Harbaugh talked about how college football players deserve a cut of the enormous and growing television revenue reaped by schools and conferences on the backs of the players’ labor. In these early years of the name, image and likeness (NIL) era, he talked about the next steps, about potential collective bargaining and the need for college athletes to organize. He even talked about taking a lower salary to help make revenue sharing happen.
But now that he is set to be introduced Thursday as coach of the NFL’s Los Angeles Chargers, he probably won’t talk about all of this anymore — at least not much. And the legacy of his aggressive push for revenue sharing could be shaped by whether other prominent coaches pick it up.
“I was discouraged when I heard he was leaving for the NFL, just because of the progress that he’s brought since his first rant [on revenue sharing],” said Jim Cavale, founder of athletes.org, a players association for college athletes that counts revenue sharing as a main cause. “… He’s a catalyst for it, and I think other coaches will continue to take that message forward.
“They’re learning it would be better for the money that the athletes generate for the schools to be paid to the athletes in a transparent manner with some structure around it, such as minimums and maximums and a pool for athletes who emerge and play more by the end of the year. Maybe commitments for athletes to stay a certain amount of time if they get money in this way, so that there’s not a serial transferring environment.”
Harbaugh is far from the only prominent coach or athletic director to stump for a form of revenue sharing. The recently retired Nick Saban, UCLA’s Chip Kelly and Iowa’s Kirk Ferentz are some of the major conference football coaches who have made similar comments. Ross Bjork, who recently went from athletic director at Texas A&M to in line to fill the same role at Ohio State, discussed revenue sharing at his introductory news conference in Columbus last month. But Harbaugh’s persistence made his comments stand out.
He has long been comfortable with speaking his mind in public, whether about football, political candidates or his antiabortion views. And with revenue sharing, he took his cause to the sport’s biggest platforms, where there was the highest volume of cameras and recorders in a room. Before the Rose Bowl, before the national title game, after the national title game, his comments were splashed across social media, the water cooler of our time. Jim Harbaugh was everywhere, and not because of a sign-stealing scandal or recruiting violations.

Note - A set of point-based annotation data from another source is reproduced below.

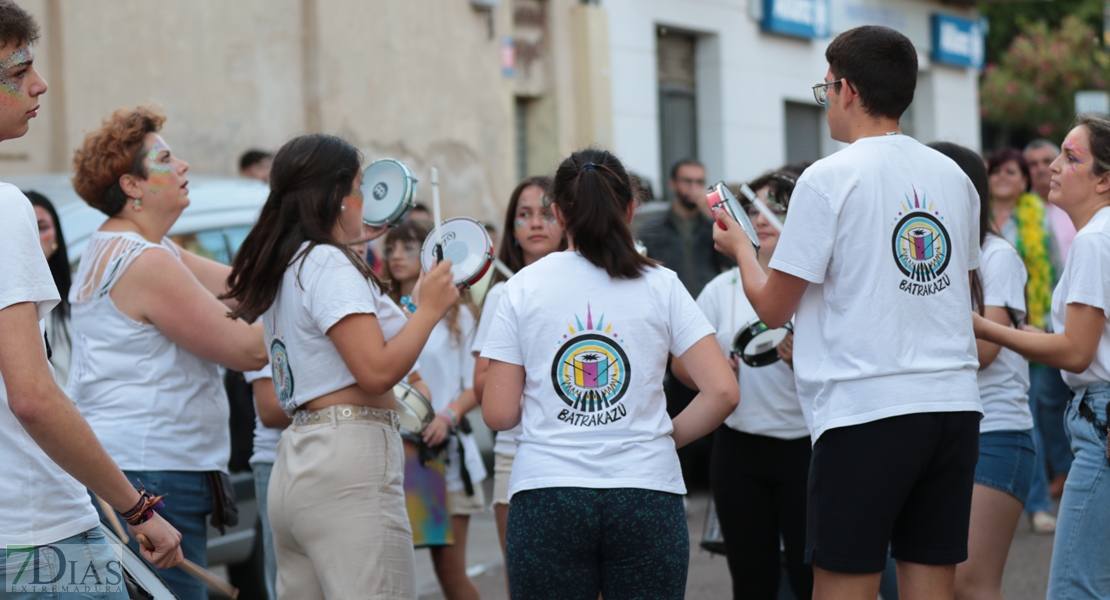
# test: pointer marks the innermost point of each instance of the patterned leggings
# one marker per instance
(571, 543)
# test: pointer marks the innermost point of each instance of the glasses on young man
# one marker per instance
(821, 91)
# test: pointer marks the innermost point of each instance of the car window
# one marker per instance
(219, 245)
(235, 236)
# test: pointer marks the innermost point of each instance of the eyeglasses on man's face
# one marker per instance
(821, 91)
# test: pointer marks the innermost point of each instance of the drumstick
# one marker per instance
(502, 268)
(435, 213)
(112, 519)
(760, 206)
(203, 575)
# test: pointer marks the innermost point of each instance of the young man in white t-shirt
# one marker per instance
(875, 264)
(49, 451)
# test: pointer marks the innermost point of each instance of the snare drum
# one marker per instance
(755, 344)
(720, 197)
(466, 244)
(414, 412)
(389, 190)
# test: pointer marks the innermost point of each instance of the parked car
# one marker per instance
(220, 214)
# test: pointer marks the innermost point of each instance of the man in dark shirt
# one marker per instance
(682, 236)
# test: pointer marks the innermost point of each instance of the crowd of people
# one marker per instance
(946, 367)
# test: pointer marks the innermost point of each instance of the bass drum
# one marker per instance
(139, 578)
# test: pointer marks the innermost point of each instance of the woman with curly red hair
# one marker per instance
(149, 331)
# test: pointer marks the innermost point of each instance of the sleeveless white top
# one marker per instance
(153, 405)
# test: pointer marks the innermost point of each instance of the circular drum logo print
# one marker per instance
(591, 373)
(282, 373)
(921, 246)
(380, 190)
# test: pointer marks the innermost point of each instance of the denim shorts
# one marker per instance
(1006, 463)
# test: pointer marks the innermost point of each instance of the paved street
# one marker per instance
(1026, 571)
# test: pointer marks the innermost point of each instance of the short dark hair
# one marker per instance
(688, 161)
(881, 65)
(252, 158)
(17, 26)
(1098, 133)
(1006, 154)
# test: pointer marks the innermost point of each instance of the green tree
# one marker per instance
(1008, 20)
(1033, 85)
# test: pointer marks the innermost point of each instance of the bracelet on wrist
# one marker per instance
(144, 508)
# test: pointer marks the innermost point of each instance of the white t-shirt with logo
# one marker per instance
(594, 351)
(768, 397)
(42, 504)
(885, 232)
(315, 293)
(504, 441)
(1087, 281)
(1003, 385)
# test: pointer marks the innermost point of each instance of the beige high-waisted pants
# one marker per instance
(337, 512)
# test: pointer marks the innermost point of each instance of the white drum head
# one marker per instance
(467, 246)
(387, 189)
(414, 412)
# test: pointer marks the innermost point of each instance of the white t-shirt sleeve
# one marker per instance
(467, 325)
(1003, 278)
(341, 291)
(504, 343)
(688, 324)
(1089, 255)
(264, 373)
(805, 246)
(23, 273)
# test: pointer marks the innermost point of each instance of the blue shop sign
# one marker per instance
(798, 18)
(957, 41)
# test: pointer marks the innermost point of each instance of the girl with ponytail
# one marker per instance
(583, 336)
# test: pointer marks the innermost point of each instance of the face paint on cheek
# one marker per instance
(11, 90)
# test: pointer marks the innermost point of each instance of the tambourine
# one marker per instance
(466, 244)
(389, 190)
(755, 344)
(415, 413)
(720, 196)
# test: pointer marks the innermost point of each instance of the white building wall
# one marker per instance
(745, 77)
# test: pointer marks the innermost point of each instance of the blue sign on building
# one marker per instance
(957, 41)
(798, 18)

“Jim doesn’t do anything by accident,” said agent Leigh Steinberg, who represented Harbaugh during the coach’s playing career as an NFL quarterback. “He never has.”
“I tend toward a skeptical position of public statements by coaches,” said Jason Stahl, executive director of the College Football Players Association. “We’ve seen public statements a lot, particularly on revenue sharing, just isolating that issue. I am guarded about putting too much stock in those statements because it can be just a recruiting move. … Now, I think Harbaugh has been the one coach, for me, that’s been different. And particularly his comments around the national championship game, both before and after, for two reasons.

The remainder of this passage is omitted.